SSIS is not going away and will continue to be used. Many companies have heavily developed packages and spent countless hours on development. They aren’t ready to just throw it all away for a new cloud solution. In these cases, deploying packages to the cloud make a lot of sense.
Final Thoughts on SSIS vs ADF
Where ADF excels is in it’s integration to other cloud services. As an example, we can utilize other cloud services to send failure or success emails if our packages fail. We can even run API calls within our ADF packages to extract data from some other service.
SSIS has been built out for a decade longer than ADF and excels is in its rich ETL feature-set . It also excels in its familiarity.
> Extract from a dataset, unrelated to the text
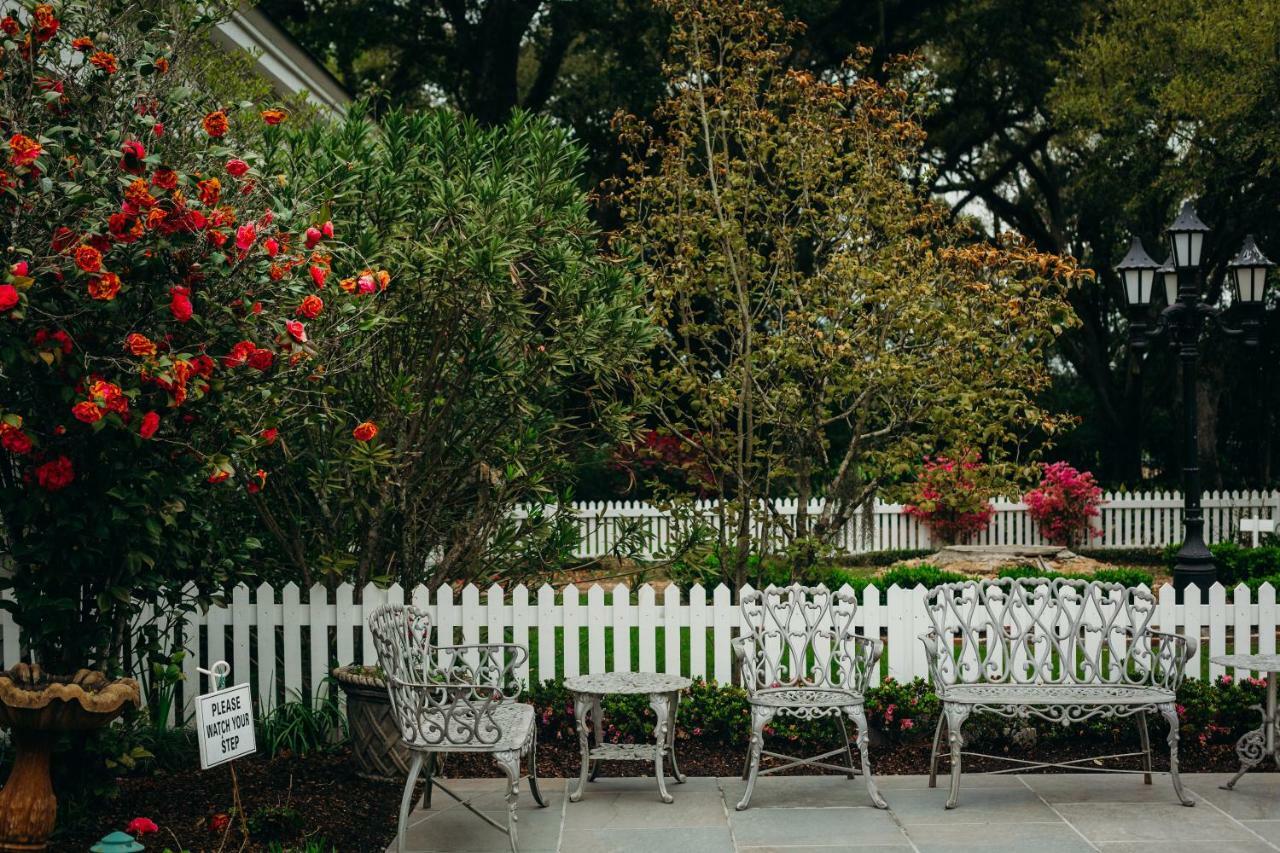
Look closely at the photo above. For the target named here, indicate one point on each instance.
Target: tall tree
(824, 323)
The talent pool for SSIS developers is much larger and many of them can likely pick up ADF as a new skill-set. Going the other way around would arguably be more difficult.
Whichever tool you decide to use depends on the situation. Both can be used independently or complementary to each other. As a result, this makes it easy to start with one tool and add the other if lacking the features needed.